Дайлен отпустил, наконец, льдину, и, сминая тонкую корку лежавшего тут наста, выполз на пологий берег и лег щекой в снег. Он не чувствовал своего тела. На несколько мучительных мгновений ему казалось, что он устал дышать. Лишь когда плясавшие перед глазами стеклистые снежинки стали сменяться стремительно подступавшей темнотой и неожиданным теплом, он спохватился в последний миг, с мучительным всхлипом вернув себя в реальность.

Оскальзываясь и преодолевая сильную тупую боль в онемевшем теле, Дайлен принудил себя подняться. Несколько затуманенных смерзавшейся влагой взглядов, брошенных по сторонам, уверили его в том, что преследователей нигде не было видно. Хотя, если бы теперь он мог мыслить о чем-то кроме темной ледяной пустоты, Амелл не был бы уверен, что с чистым сердцем отказался от тевинтерских каменоломен, пыточной де Монфора или даже постели хозяина-магистра, если в каком-то из этих мест было хоть сколько-нибудь теплее, чем в морозном зимнем лесу.

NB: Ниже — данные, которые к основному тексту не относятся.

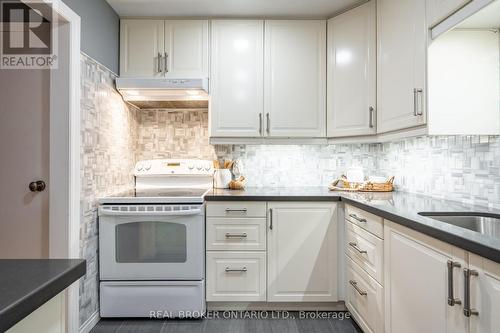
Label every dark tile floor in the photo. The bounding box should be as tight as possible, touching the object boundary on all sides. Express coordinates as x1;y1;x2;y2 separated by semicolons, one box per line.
91;312;362;333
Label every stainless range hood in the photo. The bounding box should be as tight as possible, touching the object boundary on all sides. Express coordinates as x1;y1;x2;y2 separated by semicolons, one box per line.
116;78;208;109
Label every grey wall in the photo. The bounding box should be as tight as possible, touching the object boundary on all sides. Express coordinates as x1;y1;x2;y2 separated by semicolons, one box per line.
63;0;120;73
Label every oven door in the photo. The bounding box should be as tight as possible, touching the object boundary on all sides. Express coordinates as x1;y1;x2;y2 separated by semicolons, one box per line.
99;205;205;280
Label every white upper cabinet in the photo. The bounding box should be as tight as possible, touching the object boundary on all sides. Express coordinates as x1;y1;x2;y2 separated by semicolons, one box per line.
209;20;264;137
264;20;326;138
327;1;377;137
120;19;208;78
267;202;338;302
427;0;472;27
164;20;208;79
120;20;165;77
377;0;428;133
468;254;500;333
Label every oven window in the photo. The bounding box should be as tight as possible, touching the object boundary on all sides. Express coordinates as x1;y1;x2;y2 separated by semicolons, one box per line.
115;221;187;263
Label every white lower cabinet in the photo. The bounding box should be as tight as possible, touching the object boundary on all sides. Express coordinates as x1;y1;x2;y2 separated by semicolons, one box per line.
464;254;500;333
267;202;337;302
345;256;384;333
384;221;468;333
206;251;266;302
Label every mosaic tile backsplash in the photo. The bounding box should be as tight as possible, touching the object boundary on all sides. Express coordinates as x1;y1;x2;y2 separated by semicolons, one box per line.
80;54;137;325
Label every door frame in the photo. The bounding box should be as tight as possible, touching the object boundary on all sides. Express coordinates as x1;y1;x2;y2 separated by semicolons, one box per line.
21;0;81;333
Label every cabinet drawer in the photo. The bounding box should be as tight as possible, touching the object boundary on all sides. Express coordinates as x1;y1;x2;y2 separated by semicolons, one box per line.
346;221;384;284
345;205;384;239
206;252;266;302
207;217;266;251
207;201;266;217
346;256;384;333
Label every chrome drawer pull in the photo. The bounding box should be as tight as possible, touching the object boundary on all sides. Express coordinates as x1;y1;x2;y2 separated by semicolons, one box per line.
349;280;368;296
225;267;247;273
349;214;366;223
226;232;247;238
226;208;247;213
349;242;368;253
446;260;462;306
464;268;479;317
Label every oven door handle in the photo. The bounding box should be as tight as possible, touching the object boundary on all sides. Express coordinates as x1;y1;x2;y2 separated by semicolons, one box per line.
99;207;202;216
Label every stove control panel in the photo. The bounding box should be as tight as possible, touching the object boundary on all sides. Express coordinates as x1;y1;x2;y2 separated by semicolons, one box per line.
134;159;214;176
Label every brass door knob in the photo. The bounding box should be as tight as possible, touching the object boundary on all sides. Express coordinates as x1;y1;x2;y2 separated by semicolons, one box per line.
28;180;46;192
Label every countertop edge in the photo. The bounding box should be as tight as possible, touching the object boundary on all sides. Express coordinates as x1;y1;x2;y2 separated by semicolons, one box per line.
205;194;341;201
0;260;87;332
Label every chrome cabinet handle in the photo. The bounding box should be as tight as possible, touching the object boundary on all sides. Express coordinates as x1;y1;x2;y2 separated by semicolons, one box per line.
226;208;247;213
368;106;375;128
464;268;479;317
269;208;273;230
226;232;247;238
259;113;262;135
413;88;424;117
225;267;247;273
446;260;462;306
156;52;162;73
349;214;366;223
349;280;368;296
266;112;271;134
349;242;368;253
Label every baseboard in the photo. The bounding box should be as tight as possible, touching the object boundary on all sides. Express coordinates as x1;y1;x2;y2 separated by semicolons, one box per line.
207;301;347;311
80;310;101;333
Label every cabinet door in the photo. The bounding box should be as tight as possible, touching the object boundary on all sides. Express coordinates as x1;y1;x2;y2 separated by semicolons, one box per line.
469;254;500;333
327;1;377;137
120;20;164;77
264;20;326;137
384;223;468;333
209;20;264;137
164;20;208;79
377;0;427;133
267;202;337;302
427;0;472;28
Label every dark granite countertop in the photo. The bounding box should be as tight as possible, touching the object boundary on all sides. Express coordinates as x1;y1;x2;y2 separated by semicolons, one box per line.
205;187;500;263
0;259;86;332
205;186;340;201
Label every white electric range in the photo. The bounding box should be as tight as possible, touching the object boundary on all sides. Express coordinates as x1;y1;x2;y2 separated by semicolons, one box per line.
99;159;213;317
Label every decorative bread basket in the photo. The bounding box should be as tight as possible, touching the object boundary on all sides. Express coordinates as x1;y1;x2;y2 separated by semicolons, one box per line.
328;176;394;192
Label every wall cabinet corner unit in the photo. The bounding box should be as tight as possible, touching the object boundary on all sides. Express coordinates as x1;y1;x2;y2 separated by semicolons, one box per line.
327;1;377;137
120;19;209;78
377;0;428;133
206;201;338;302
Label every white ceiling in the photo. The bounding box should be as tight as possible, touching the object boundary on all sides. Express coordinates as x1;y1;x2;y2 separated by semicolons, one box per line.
107;0;366;18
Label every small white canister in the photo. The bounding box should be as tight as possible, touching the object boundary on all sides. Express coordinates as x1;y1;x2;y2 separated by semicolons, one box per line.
214;169;232;188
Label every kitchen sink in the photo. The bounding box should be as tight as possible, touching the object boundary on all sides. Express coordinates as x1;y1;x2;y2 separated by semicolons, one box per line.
418;212;500;239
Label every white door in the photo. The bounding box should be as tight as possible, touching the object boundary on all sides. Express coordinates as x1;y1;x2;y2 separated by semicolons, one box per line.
327;1;377;137
377;0;427;133
384;222;468;333
120;19;165;77
267;202;338;302
0;69;50;258
264;20;326;137
427;0;472;28
209;20;264;137
164;20;208;79
469;254;500;333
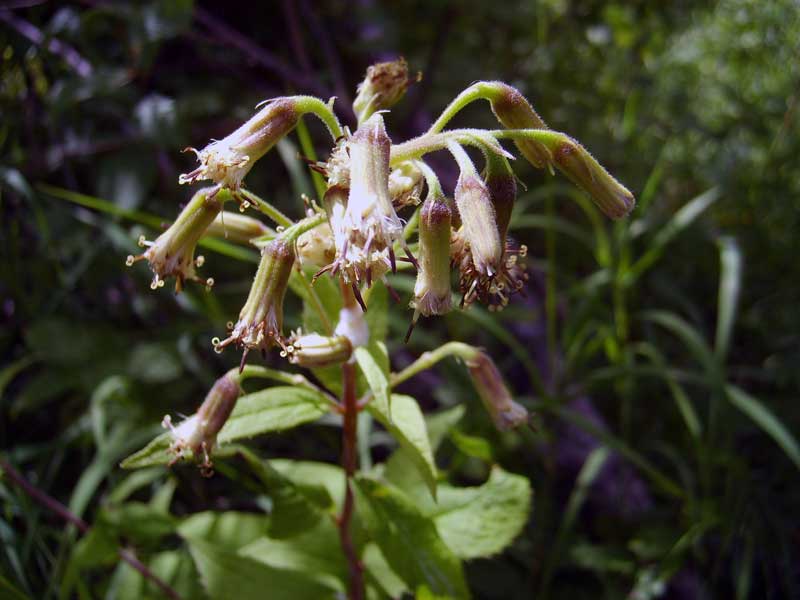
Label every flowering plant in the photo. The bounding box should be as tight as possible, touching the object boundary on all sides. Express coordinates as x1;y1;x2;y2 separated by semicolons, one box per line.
123;60;634;598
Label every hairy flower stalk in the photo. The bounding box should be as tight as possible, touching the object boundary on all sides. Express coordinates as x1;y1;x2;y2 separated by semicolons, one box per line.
466;350;528;431
353;57;409;123
406;163;452;341
212;236;295;369
162;372;242;475
206;210;275;244
125;188;223;293
323;114;404;297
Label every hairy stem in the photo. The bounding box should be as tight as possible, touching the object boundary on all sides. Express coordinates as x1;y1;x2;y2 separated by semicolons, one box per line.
0;458;181;600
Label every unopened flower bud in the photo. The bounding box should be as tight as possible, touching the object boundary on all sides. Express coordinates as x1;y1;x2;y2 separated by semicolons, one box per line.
206;210;274;244
323;114;403;291
484;81;553;169
297;223;336;267
162;373;241;474
353;57;410;123
466;350;528;431
389;160;423;210
411;194;452;322
551;136;636;219
213;237;295;367
448;143;503;278
126;188;222;292
281;332;353;367
178;97;300;192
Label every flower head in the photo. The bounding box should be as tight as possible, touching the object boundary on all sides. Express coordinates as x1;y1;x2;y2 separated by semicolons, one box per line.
212;237;295;368
178;98;300;192
353;57;409;123
125;188;222;292
324;114;403;286
281;331;353;367
162;373;242;475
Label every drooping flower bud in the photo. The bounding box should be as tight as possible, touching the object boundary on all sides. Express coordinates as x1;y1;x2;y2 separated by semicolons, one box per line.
323;114;403;286
125;188;222;293
212;237;295;368
448;142;503;278
178;97;300;192
281;331;353;367
484;81;553;169
162;373;242;475
297;223;336;267
551;135;636;219
406;184;452;332
206;210;274;244
466;350;528;431
353;57;410;123
389;160;423;210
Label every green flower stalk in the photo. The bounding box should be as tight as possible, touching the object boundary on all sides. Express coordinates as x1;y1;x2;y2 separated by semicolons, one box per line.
125;188;223;293
178;98;300;192
206;210;275;244
161;373;242;476
212;237;295;369
465;350;528;431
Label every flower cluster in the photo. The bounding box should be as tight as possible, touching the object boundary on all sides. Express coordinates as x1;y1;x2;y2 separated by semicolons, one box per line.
128;59;634;454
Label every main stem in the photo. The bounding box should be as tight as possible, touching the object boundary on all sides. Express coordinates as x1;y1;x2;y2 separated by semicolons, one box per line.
338;285;364;600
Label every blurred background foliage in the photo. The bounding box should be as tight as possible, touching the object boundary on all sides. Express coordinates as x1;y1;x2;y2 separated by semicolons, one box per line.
0;0;800;599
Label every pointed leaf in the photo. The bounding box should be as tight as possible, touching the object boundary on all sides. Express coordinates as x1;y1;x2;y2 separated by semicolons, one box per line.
431;467;531;559
368;394;436;498
356;477;469;598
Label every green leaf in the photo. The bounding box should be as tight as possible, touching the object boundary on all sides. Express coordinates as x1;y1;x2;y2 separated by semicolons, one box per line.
177;510;269;550
725;385;800;469
714;237;742;363
230;446;333;538
120;386;328;469
431;467;531;559
367;394;436;498
356;476;469;598
239;519;347;593
355;342;392;425
185;537;337;600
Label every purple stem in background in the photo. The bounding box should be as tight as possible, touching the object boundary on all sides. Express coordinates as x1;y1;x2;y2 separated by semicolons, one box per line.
0;7;92;77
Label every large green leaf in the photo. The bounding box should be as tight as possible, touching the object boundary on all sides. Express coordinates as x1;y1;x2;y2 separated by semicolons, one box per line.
725;385;800;469
186;537;337;600
355;342;392;423
431;467;531;559
368;394;436;498
356;476;469;598
239;519;347;593
121;386;328;469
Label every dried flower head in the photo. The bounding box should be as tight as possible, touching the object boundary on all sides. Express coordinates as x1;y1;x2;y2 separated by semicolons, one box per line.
125;188;222;292
323;114;403;286
353;57;410;123
466;351;528;431
212;237;295;368
178;98;300;192
161;373;242;476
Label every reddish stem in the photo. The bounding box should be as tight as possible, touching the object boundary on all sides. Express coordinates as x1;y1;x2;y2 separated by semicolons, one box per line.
0;458;181;600
338;363;364;600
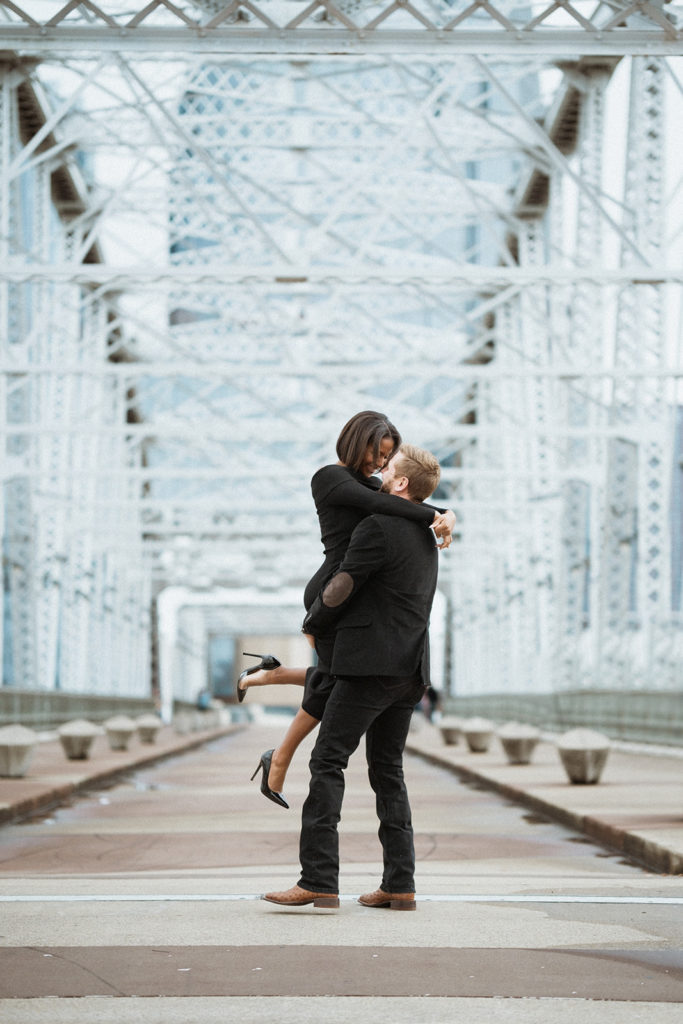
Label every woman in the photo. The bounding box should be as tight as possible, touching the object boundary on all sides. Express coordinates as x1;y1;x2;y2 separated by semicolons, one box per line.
238;410;456;807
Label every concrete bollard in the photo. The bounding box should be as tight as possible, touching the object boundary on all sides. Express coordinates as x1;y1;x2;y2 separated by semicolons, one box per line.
463;718;496;754
104;715;135;751
135;715;161;743
438;715;465;746
557;729;611;783
498;722;541;765
173;711;193;736
0;725;39;778
57;718;102;761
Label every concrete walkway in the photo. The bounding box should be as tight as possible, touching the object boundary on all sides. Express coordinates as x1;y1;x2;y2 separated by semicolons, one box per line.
0;715;683;874
408;719;683;874
0;721;683;1024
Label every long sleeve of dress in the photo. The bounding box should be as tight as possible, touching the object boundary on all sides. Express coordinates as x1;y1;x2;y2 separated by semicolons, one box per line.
312;466;445;526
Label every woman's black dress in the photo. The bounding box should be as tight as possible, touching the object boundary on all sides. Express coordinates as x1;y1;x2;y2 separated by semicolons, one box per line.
301;465;444;719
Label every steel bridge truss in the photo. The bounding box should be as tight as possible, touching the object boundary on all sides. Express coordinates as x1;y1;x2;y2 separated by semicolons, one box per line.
0;0;683;693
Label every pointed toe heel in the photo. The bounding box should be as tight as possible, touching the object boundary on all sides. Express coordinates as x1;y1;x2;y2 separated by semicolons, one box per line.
238;650;282;700
251;751;290;811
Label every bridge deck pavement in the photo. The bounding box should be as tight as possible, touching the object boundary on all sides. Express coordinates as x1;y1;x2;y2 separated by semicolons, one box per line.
0;724;683;1024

Думая и не думая одновременно, Дайлен побрел по оледеневшему берегу, сам на ходу покрываясь льдом и едва переставляя деревянные ноги. Мимоходом, сильно дернув рукой, так, что она оказалась у него перед глазами, он обнаружил смерзшуюся кровь. Подняв и вторую руку, Амелл смог убедиться, что ее пальцы также были раздроблены. Когда это случилось, он не помнил. Должно быть, при столкновении льдин. Боль не ощущалась, и случившееся с ним увечье по-настоящему удивило, выведя из состояния тупого равнодушного умирания. Дайлен огляделся — на этот раз куда более осмысленно. Он уже успел на значительное расстояние отойти от берега. Здесь, по-видимому, бывали сильные ветра, так как весь снег лежал тонким слоем, перемежаясь с настом и льдом, и следов на нем почти не было видно. Это открытие приободрило Дайлена. Сунув руки подмышки, он нашел там только лед. Однако и это не смогло уже сколько-нибудь огорчить его. Амелл снова побрел вперед, не думая, не чувствуя и ни на что особо не надеясь. Наткнувшись на осыпь, он также без особых сомнений стал взбираться на нее.

Даже его губы успели покрыться льдом к тому моменту, как двигавшийся медленными рывками, как умирающий сильван, Дайлен увидел в промежутке между двух холмов впереди неширокую расщелину. Ему показалось, что из расщелины едва заметно валил пар. А значит, там могло быть тепло.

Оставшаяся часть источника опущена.